The terms from the different resources overlap in content. GO and MeSH are the best of the considered resources for histone types, whereas Abcam and MEDLINE articles are the most useful resources for general and specific histone modification types. The current version of the created hierarchy covers the most important histone types. With new histone modification findings published in the literature and deposited to the analysed resources, the histone modification concept hierarchy is expected to grow in the future.

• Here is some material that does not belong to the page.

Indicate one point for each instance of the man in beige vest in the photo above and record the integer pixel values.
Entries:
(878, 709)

Application of the developed approach for epigenomic research

The CRF model trained with the best feature set was applied for tagging the complete MEDLINE. The obtained article number for the most often occurring histone modification types is provided in Table 5.

Table 5 Application of the developed approach: number of Medline articles for the most often occuring histone modifications. Number of obtained MEDLINE abstracts for the most often occurring histone modifications after term identification and standardization. (The histone modification example 'H3K9me3' introduced in Section Background is marked in bold.)

It demonstrates that the developed approach is able to link a huge number of abstracts from MEDLINE (version of the 23th June 2008) to one histone modification concept at once. It shows the importance of the mapping of the different term variants onto one standard concept. In comparison, a simple search strategy implies that all term variants need to be given one by one to the query machinary to find all related texts (cf. PubMed search results in Section Background).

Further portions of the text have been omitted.